Unity-Technologies / barracuda-release

Other
562 stars 77 forks source link

Slow execution of real-time semantic segmentation CNN #192

Closed avinnus closed 3 years ago

avinnus commented 3 years ago

Hi,

I am implementing far-distance gameobject occlusion in an AR app. For this, I have managed to include the DDRNet-23-Slim real-time semantic segmentation network into Unity using Barracuda, having the mobile camera picture as the input into the CNN and then passing the calculated output as a Texture2D on to a shader which occludes those gameobject pixels that don't pass a certain condition.
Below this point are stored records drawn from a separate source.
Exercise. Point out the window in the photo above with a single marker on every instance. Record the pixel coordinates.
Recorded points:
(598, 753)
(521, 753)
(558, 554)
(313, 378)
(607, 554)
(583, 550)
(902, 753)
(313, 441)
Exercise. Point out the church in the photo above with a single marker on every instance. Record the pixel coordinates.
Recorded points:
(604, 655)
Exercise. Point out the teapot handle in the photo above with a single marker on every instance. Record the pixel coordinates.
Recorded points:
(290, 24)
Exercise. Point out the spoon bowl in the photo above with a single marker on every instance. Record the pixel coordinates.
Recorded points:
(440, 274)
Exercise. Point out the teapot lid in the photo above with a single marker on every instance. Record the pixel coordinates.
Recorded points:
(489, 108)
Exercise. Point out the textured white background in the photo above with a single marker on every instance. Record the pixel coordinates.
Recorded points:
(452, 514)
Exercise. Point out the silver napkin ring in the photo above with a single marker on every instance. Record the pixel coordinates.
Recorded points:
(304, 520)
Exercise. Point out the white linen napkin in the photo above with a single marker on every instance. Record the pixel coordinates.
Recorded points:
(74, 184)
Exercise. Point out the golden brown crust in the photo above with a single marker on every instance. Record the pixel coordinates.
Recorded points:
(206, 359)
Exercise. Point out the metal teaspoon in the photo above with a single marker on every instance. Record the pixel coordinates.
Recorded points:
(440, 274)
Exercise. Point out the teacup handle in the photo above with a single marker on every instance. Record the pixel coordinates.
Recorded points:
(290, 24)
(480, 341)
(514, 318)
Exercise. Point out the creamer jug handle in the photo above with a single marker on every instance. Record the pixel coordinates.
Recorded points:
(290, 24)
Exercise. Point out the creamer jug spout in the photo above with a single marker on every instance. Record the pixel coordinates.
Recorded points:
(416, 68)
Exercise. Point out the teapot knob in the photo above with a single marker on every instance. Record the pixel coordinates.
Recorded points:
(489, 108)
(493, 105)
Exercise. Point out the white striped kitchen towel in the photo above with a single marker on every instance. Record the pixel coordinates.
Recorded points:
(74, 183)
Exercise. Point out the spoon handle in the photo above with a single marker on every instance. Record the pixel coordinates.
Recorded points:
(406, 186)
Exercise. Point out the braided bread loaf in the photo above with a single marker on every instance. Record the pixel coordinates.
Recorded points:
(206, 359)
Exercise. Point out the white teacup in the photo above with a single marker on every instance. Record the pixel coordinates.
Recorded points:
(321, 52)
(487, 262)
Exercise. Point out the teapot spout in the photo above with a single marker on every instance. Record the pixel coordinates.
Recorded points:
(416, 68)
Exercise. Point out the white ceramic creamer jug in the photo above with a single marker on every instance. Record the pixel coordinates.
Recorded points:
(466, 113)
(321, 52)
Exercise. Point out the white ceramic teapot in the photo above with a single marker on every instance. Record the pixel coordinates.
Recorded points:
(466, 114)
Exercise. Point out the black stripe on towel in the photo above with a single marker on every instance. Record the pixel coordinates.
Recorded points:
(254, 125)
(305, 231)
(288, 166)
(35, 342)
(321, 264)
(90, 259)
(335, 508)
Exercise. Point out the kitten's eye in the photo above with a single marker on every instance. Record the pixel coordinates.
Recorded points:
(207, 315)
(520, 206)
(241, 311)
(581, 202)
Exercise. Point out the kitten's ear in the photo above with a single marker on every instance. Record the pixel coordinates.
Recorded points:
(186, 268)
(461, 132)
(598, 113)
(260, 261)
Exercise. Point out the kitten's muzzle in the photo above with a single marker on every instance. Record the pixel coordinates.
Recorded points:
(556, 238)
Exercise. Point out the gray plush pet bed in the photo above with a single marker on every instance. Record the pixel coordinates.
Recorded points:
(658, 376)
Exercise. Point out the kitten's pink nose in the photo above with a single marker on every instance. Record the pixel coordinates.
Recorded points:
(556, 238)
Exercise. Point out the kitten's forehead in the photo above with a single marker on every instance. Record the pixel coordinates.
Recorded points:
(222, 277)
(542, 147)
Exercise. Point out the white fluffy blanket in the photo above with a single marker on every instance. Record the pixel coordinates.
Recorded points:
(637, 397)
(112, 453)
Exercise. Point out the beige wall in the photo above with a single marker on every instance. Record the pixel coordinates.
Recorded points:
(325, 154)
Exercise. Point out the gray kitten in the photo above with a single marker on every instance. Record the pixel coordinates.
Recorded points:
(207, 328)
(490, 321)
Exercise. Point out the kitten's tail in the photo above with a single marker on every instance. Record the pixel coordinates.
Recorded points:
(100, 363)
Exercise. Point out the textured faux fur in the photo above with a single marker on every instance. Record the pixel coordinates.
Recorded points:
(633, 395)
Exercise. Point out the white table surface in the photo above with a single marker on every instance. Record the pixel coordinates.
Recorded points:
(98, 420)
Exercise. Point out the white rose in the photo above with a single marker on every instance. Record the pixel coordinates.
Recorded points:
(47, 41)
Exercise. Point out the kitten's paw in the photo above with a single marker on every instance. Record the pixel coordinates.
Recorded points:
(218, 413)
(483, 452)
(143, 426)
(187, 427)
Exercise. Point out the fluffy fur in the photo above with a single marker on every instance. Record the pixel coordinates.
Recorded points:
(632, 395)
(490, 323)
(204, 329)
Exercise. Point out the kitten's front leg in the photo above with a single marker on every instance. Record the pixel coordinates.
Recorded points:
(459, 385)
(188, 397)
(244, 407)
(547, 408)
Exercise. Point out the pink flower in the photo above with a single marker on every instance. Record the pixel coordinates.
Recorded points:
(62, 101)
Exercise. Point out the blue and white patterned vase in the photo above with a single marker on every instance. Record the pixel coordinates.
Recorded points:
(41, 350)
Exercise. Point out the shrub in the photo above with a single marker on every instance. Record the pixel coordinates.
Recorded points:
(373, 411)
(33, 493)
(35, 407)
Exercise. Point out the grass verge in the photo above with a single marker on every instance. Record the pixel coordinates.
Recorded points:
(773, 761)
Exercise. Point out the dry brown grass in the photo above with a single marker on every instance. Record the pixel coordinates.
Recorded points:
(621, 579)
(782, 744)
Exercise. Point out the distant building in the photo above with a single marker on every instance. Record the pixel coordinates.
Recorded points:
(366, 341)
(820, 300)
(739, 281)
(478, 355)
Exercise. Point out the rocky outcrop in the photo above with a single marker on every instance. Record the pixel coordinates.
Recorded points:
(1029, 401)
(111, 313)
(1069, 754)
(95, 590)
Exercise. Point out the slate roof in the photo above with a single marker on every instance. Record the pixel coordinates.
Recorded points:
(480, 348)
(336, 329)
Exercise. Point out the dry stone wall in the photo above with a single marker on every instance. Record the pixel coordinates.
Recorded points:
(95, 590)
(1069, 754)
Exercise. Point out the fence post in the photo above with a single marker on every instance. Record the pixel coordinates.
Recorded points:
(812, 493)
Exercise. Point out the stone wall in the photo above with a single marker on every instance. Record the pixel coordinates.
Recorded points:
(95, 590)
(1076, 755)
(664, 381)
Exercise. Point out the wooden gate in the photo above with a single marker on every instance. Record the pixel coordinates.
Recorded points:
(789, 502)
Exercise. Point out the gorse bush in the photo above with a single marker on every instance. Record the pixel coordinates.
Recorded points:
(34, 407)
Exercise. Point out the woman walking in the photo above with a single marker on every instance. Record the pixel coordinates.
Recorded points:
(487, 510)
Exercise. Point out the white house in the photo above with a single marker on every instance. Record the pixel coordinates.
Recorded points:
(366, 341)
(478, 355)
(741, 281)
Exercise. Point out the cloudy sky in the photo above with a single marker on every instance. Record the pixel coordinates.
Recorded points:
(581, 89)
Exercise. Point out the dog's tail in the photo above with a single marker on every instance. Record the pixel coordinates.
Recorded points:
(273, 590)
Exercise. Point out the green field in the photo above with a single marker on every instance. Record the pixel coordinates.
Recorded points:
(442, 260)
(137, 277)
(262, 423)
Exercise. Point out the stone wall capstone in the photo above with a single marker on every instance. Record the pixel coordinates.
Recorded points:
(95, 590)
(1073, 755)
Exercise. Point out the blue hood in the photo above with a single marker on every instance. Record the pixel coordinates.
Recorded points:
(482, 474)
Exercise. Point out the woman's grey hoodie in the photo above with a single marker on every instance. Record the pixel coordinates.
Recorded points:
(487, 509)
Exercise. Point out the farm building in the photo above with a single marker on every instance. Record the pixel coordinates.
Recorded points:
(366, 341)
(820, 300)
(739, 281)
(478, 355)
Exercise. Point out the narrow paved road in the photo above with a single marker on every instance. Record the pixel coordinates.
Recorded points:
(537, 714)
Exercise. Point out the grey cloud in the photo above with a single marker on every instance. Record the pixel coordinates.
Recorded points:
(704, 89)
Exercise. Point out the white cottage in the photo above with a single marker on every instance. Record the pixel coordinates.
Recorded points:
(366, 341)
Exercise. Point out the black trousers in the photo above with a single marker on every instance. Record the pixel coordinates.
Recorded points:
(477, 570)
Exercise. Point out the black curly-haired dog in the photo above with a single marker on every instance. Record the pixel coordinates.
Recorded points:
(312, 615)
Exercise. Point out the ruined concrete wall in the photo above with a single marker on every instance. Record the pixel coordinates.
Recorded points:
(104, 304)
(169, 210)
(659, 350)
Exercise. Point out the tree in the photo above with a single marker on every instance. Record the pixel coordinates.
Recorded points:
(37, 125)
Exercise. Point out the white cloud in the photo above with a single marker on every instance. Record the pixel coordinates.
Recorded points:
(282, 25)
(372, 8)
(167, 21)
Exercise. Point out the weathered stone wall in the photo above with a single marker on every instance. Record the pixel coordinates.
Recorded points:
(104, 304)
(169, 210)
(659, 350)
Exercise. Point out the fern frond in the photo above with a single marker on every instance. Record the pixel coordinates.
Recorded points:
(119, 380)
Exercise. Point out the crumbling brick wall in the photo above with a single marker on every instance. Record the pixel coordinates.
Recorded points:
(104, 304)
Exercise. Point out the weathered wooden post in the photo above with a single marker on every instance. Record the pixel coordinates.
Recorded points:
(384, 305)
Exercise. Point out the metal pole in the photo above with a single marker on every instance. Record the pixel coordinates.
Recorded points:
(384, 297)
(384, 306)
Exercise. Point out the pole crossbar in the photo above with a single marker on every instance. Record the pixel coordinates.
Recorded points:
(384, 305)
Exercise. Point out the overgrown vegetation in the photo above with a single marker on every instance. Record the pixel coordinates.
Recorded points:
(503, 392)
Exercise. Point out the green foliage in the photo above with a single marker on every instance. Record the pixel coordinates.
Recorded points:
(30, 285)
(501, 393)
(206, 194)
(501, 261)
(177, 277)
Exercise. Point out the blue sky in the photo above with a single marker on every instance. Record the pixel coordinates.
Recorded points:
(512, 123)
When running the app, I am now troubled with a relatively slow execution of calculating the CNN output whilst the shader is rendering the gameobjects nearly instantaneously. This leads to a very noticeable time-lag between the mobile camera picture being taken to the actual occlusion of the gameobjects, sometimes the app even crashes. As the DDRNet-23-Slim network is one of the fastest networks available for semantic segmentation (although only tested on high-performance GPU cf. https://paperswithcode.com/sota/real-time-semantic-segmentation-on-cityscapes), I am wondering if there is any way to optimize my integration of the cnn into Barracuda?

As proposed in the FAQ, I am currently executing the model on the CPU (using CSharpBurst). I am also scheduling the execution using the ExecuteAsync() method calculating only one layer per frame, more layers per frame generate pauses which are too long. From issue #16 I assume there still is no way to implement the CNN calculation on another thread? Instead of creating a RenderTexture with Barracudas TensorToRendertexture(), I am currently iterating over each pixel to create a Texture2D to pass on to the shader because I am only using a single channel from the CNN output. I am also throwing the sigmoid function on each calculated output for normalisation. Could this act as a bottleneck, is there any way to convert a tensor to Texture2D more efficiently?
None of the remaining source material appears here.